Be that as it may, certain projects get plenty of publicity. Such as the proposed Sidney Crossing commercial development, which could change Sidney significantly, or at least have an impact on its commercial core.

Other developments have received attention (not least in the local media), including the new affordable condo building under construction on Fourth Street, a four-storey residential building at Fourth and Oakville Avenue (now complete), as well as the proposed multi-storey commercial-residential building at Third Street and Sidney Avenue that could be home to a new Star Cinema.

Of the nine active development projects, six are multi-storey buildings. From four to six storeys, and from Beacon Avenue to the blocks just off the main commercial core.

These proposals were not hard to find. The Town of Sidney publicizes them on their website (www.sidney.ca) and all you have to search for is ‘Active Development Applications’. There, you can find some of the early plans set out by builders and architects, descriptions and images of the plans and where the application is within the municipality’s approval process.
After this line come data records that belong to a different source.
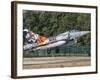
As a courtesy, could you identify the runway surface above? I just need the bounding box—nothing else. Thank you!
[23,56,91,69]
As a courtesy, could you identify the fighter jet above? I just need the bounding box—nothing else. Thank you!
[23,30,90,50]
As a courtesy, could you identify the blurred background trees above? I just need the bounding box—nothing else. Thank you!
[23,10,91,45]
The page also looks back on previous years’ applications than went before council and their status. In 2017, for instance, there were 31 applications for various construction projects – large and small. Of those, one was denied by council. Another – Sidney Crossing – was a referral from the Victoria Airport Authority.
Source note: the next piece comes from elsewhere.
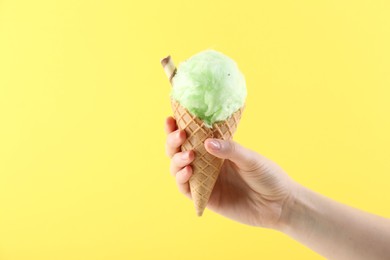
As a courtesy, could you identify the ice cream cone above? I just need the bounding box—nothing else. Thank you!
[161,56,243,216]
In 2016, there were 36 such applications and two were denied by council.

The question being considered now is, should more of those projects under consideration be classified as ‘significant’ or ‘major’ by the municipality? The Sidney Community Association seems to think so. And it’s safe to say there are some people in the community who agree and will likely make growth in the Town as major election issue later this year.

Still, it’s not like these projects have been a secret. There have been store closures and building tear-downs in the central commercial area of Sidney throughout 2017 and even early this year. It’s safe to say most of those sites are being redeveloped and, in order to increase the density of population and services in Sidney, they will be building up.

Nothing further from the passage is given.